As for the issues driving the Hispanic vote, 53% of all Hispanic voters in the Super-Tuesday primaries in February, said the economy was the #1 issue—even more than the 45% among non-Hispanic voters who said economics was "numero uno."

Will a Bipartisan Push in Congress Save NASA's Manpower?

May 4 (EIRNS)—NASA is facing a decimation of its workforce, which is the human capital that is required for any semblance of a Moon/Mars mission. This, thanks to the policy of the Bush Administration, to retire the Space Shuttle fleet in 2010, without providing enough funding to fly its replacement until five years after that. The five-year hiatus in manned space flight has been attacked by Congress, and by NASA administrator Mike Griffin.

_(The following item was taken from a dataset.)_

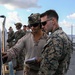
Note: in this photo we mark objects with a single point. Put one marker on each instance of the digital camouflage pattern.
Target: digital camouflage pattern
(20, 59)
(56, 54)
(34, 18)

The human infrastructure in the manned space program, concentrated at the Kennedy Space Center in Florida, and the Johnson Space Center in Texas, is under threat. In early April, NASA's Associate Administrator for Space Flight told Congress that more than 8,000 contractor jobs in the space program could be lost. The Kennedy Space Center could be facing cuts of 80%. The Michoud Assembly plant in New Orleans, which built stages of the Saturn V Moon rocket, the fuel tank for the Shuttle, and will build stages for a new launch vehicle, could lose as many as 1,300 of its 1,900 jobs.

Last year, Congressional supporters led a failed attempt to increase NASA's FY08 budget, to shorten the five-year gap between the end of the Shuttle and the start of the Orion spacecraft. On April 29, a bipartisan group of 30 Members of Congress sent a letter to House leaders, urging at least a $1 billion increase in NASA's FY09 budget. Sen. Kay Bailey Hutchison (R-Tex.), on the Appropriations Committee, is pushing for the increase, with colleague Sen. Barbara Mikulski (D-Md.).

As the 1960s Apollo program wound down, to be replaced by the counterculture and Malthusian pessimism, the impact on NASA's scientific leadership and highly skilled workforce was dramatic. Tens of thousands lost their jobs. Rates of divorce, suicide, and alcoholism in communities near the Kennedy Space Center shot up, as whole towns were abandoned. Mike Griffin has warned that without adequate support for the next steps in space exploration, the most priceless resource in the space program, its people, will be lost.